ZSpace has also done work to get their tools and equipment approved by federal, state, and local funding sources so they can help customers get the necessary funding. In a recent announcement, zSpace and that Chattahoochee Valley Community College (CVCC) in Phenix City Alabama announced that the college has two new computer labs equipped with zSpace computers. The college received a $250,00 grant from the Alabama Community College System and worked with Vizitech Labs to build it. The CVCC is using the zSpace labs for its health services program, biology, chemistry, and physical sciences courses.

And, here’s an interesting twist: the K-12 schools in Phenix City are already using zSpace in their curriculum. Dr.

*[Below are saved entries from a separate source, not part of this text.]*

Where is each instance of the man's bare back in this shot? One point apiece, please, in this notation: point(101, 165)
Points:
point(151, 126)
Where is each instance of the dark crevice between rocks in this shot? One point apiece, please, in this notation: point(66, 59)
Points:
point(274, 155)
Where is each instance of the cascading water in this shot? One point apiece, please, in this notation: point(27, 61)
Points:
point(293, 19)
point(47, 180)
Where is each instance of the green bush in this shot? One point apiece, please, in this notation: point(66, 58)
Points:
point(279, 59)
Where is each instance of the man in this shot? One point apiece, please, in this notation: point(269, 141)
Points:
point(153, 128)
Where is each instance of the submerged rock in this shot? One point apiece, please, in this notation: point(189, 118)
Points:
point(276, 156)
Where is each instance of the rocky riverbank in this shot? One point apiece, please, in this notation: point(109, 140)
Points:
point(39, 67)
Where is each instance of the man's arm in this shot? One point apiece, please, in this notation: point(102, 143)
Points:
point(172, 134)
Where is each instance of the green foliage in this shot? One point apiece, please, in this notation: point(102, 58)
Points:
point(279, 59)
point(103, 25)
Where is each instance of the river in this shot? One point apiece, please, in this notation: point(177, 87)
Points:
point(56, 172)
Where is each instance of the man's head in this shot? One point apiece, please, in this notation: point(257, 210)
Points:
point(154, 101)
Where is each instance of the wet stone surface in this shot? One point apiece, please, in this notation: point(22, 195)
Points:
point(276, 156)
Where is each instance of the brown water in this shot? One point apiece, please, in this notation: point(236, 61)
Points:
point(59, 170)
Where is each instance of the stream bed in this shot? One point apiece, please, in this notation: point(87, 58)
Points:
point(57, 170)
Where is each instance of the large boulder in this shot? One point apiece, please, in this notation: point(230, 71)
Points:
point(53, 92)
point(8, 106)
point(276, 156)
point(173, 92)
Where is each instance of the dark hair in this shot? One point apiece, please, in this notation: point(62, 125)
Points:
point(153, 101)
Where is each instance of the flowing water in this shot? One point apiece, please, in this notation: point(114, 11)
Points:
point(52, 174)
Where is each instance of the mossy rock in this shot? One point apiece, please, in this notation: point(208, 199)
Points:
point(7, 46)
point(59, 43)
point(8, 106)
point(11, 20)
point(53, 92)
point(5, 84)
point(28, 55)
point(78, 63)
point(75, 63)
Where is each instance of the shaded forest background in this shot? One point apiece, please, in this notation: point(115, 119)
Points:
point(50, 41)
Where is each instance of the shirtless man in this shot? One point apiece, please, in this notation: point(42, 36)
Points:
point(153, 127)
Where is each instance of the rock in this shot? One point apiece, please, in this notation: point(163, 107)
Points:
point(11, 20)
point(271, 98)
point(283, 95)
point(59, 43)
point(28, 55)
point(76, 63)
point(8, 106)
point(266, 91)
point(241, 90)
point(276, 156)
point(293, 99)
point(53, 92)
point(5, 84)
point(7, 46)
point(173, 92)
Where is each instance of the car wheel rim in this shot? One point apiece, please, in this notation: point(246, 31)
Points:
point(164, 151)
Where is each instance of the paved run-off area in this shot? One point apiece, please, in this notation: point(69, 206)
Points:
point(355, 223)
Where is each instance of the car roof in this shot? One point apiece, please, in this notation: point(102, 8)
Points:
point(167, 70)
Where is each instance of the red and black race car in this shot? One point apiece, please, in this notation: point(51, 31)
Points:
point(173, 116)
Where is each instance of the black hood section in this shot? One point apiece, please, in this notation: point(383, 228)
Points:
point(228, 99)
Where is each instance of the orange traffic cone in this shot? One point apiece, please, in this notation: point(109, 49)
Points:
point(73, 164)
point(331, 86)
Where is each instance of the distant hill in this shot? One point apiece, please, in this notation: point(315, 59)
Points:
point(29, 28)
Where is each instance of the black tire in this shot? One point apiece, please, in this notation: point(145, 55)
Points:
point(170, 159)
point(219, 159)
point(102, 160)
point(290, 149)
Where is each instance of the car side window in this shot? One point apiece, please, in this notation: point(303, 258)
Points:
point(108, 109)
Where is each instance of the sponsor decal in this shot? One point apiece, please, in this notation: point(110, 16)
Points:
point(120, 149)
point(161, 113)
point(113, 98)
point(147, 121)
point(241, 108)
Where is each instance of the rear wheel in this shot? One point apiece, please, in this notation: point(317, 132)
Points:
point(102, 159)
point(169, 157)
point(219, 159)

Chantae Calhoun, Dean of Instruction at CVCC, says in a story in Business Alabama, “with Phenix City Schools already using this technology, it was essential that CVCC had zSpace to continue the interactive learning experience that these students have experienced in their secondary education.”

There was no doubt ZSpace had great technology when it arrived on the scene at the turn of the century but markets don’t make themselves. ZSpace, with its network of application developers and value-added retailers (VARs) and system integrators (SIs), is building a market for its technology. As Kellengerger notes that students working with the MEL Science applications could go on to become scientists and chemists, and they might bring zSpace to their professional work as well.